Tubuhku gemetar, rasa takut akan kenyataan yang mungkin benar adanya mulai menjalari akal pikiranku.
'Tidak mungkin aku mati karena dieksekusi, bukan?'
Terkesan konyol jika memang seperti itu.
Aku berharap bahwa tebakanku salah. Kucoba untuk bangkit, tapi tetap saja rasa sakit yang luar biasa pada kepala masih menggangguku.

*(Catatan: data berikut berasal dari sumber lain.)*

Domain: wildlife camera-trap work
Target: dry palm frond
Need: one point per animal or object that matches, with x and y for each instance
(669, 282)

Pada akhirnya, aku hanya bisa menengadah sambil berteriak, "Hei–!" namun, nasib sial menyapaku. Suaraku tercekat, lalu menghilang. Aku terkejut, karena tak pernah kualami suara menghilang walaupun hanya untuk memanggil seseorang.
Karena suara juga bermasalah, aku mengambil langkah terakhir. Aku mengedarkan pandangan ke sekitar. 'Aku harus mencari air!' pikirku kemudian. Aku harus memulihkan suara ini, lalu mencari pria itu, karena ia adalah jawaban bahwa kami berhasil kabur.
Untungnya, nasib baik berniat membantu wanita yang selalu ditimpa kemalangan. Mataku menangkap sebuah guci yang berada di sudut bangunan. Aku pun mendekati guci itu.
'Di dalam guci itu tentunya terdapat air!' pikirku mulai merasa senang.
Aku bangkit dari duduk sambil mengabaikan denyut dan dengung yang cukup mengganggu keseimbangan dalam berjalan. Dengan langkah yang gontai, kudekatkan tubuhku pada dinding agar tidak terjatuh.
Aku berhasil mendekati guci tersebut dan hendak mengambil air dengan kedua telapak tangan. Namun, belum sempat aku mengambil air yang berada di dalamnya, mataku sukses melebar menatap wajah yang berada di pantulan air tersebut.
"A–!" Aku nyaris berteriak, tetapi berakhir dengan tersungkur ke belakang.
Aku terkejut bukan main pada pantulan wajah tersebut, lalu meremas tanah basah yang sedang kududuki sambil berkata, "Wa–wajah siapa yang ada di dalam air itu!?"
Lucu sekali, kali ini suaraku dapat keluar dengan mudahnya.
"I–itu ...." Suaraku menjadi parau, tubuhku gemetar hebat melihat wajah seseorang berada di pantulan. Wajah yang sedikit mirip denganku, tetapi warna mata serta kulitnya berbeda. "Apa ini semua hanya mimpi?!" Dugaan itu terbesit di benakku.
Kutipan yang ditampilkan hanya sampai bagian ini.